Bookmark and Share

Notice: On March 31, it was announced that Statalist is moving from an email list to a forum. The old list will shut down on April 23, and its replacement, is already up and running.

[Date Prev][Date Next][Thread Prev][Thread Next][Date Index][Thread Index]

st: Dummy variables in longitudinal models

From   Niels Schenk <>
To   <>
Subject   st: Dummy variables in longitudinal models
Date   Tue, 28 Sep 2010 14:10:35 +0200

Dear statalist,

I am having trouble getting my head around the following issue. It's not directly related to Stata but I'm hoping you are willing to help me out. The dataset I use is a panel of respondents (see example below). Some of these respondents transition into a certain state during the period of observation, some don't. The variable 'trans' denotes if a respondent has transitioned at a certain time point. In my example, respondents 1 and 2 have, respondent 3 hasn't. I'm trying to determine if and how the transition affects my dependent variable. The basic model I'm estimating is: 'xtmixed depvar trans || time: '. I know I can use xtreg, but I'm using a simplified representation of the model I'm estimating.

My issue is the following:
I have both continuous and categorical variables that I want to use in my estimation. Estimating the effect of my variable 'contvar', and distinguishing the effect between those that have and have not transitioned seems straightforward:
xtmixed depvar trans contvar trans#c.contvar || time:

However, the categorical variable I would like to use is only available for those that have made the transition. Creating dummy variables out of this categorical variable yields three dummy variables, one is the reference category. The problem I'm having with this is that for those respondents who have not transitioned, all dummy variables are zero. For those that have transitioned, one of them is one. When estimating the model xtmixed depvar trans dummy1 dummy2 || time:. From the results I want to be able to conclude that respondents that have transitioned where dummy1==1, are significantly different in the depvar from respondents that have transitioned where dummy3==1. I'm thinking though that the reference category here is blurred, I can be either dummy3, or the case where the categorical variable is zero (i.e. not applicable). My conclusion would be that this approach is simply not valid in that the coefficients do not represent what they are supposed to represent, but I have seen papers that use such an approach.

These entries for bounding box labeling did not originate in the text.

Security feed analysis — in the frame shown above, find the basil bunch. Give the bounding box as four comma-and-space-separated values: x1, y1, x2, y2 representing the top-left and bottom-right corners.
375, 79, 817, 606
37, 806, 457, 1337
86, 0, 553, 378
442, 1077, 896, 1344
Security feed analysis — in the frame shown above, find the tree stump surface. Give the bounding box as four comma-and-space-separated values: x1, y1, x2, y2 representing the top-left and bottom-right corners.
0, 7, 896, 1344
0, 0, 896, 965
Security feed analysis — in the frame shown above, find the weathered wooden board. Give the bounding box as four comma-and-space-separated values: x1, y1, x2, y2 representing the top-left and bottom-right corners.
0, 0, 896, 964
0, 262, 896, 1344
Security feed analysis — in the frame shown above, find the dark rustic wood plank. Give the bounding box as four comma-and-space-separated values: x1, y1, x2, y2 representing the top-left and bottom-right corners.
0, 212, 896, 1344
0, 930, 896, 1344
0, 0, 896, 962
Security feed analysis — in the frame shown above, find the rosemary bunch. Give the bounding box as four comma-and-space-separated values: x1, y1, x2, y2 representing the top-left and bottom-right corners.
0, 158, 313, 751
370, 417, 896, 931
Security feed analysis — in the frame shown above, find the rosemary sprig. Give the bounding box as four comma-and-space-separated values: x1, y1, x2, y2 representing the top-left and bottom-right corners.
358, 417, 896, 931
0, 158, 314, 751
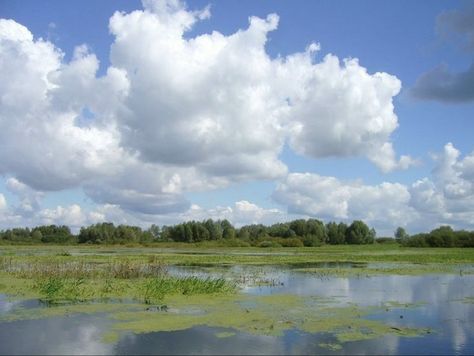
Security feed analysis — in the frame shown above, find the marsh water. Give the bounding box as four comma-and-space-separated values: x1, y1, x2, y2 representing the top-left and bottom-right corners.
0, 265, 474, 354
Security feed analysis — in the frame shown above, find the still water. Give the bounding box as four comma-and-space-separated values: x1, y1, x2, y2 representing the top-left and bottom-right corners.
0, 266, 474, 354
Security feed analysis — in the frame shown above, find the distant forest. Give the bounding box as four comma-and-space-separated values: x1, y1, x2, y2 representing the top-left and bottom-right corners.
0, 219, 474, 247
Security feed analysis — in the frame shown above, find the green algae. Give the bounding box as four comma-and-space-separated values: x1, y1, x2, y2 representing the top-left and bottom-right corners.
462, 297, 474, 304
102, 295, 432, 342
318, 343, 342, 351
0, 288, 434, 347
215, 331, 235, 339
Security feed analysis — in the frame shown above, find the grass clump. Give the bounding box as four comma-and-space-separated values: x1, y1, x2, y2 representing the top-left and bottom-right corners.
139, 276, 236, 304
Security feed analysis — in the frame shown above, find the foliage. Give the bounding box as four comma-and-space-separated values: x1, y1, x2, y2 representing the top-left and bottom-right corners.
402, 226, 474, 247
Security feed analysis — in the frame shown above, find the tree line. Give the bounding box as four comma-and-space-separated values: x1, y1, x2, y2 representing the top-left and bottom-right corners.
0, 219, 474, 247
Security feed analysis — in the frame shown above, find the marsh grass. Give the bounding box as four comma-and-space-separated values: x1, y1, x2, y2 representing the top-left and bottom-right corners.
0, 256, 236, 304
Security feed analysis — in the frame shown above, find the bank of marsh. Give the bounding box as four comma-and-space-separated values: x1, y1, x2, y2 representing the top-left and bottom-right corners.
0, 246, 474, 353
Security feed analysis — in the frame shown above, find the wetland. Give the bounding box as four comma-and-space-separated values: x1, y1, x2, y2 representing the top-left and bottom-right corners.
0, 246, 474, 354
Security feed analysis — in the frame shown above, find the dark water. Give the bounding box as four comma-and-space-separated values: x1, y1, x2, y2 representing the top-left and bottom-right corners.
0, 266, 474, 355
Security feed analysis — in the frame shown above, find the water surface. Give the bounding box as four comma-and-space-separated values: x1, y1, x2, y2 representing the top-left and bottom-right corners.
0, 266, 474, 354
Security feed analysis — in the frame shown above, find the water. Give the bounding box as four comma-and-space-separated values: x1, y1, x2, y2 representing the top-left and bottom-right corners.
0, 266, 474, 354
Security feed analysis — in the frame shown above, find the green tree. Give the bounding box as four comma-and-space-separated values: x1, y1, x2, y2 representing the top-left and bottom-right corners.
346, 220, 373, 244
394, 226, 410, 244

My question is if people on this list think that this use of dummy variables described above is appropriate or not? Estimating a model only for those that have transitioned is simply not an option. If it is not appropriate, perhaps some of you have suggestions on how to estimate the model I would like to estimate.

Another totally unrelated question I have is if it is possible to mean-center dummy variables over time (within respondents) to separate the fixed and time-varying effects of dummy variables as is possible with continuous variables? If so, any pointers to papers that do would be greatly appreciated.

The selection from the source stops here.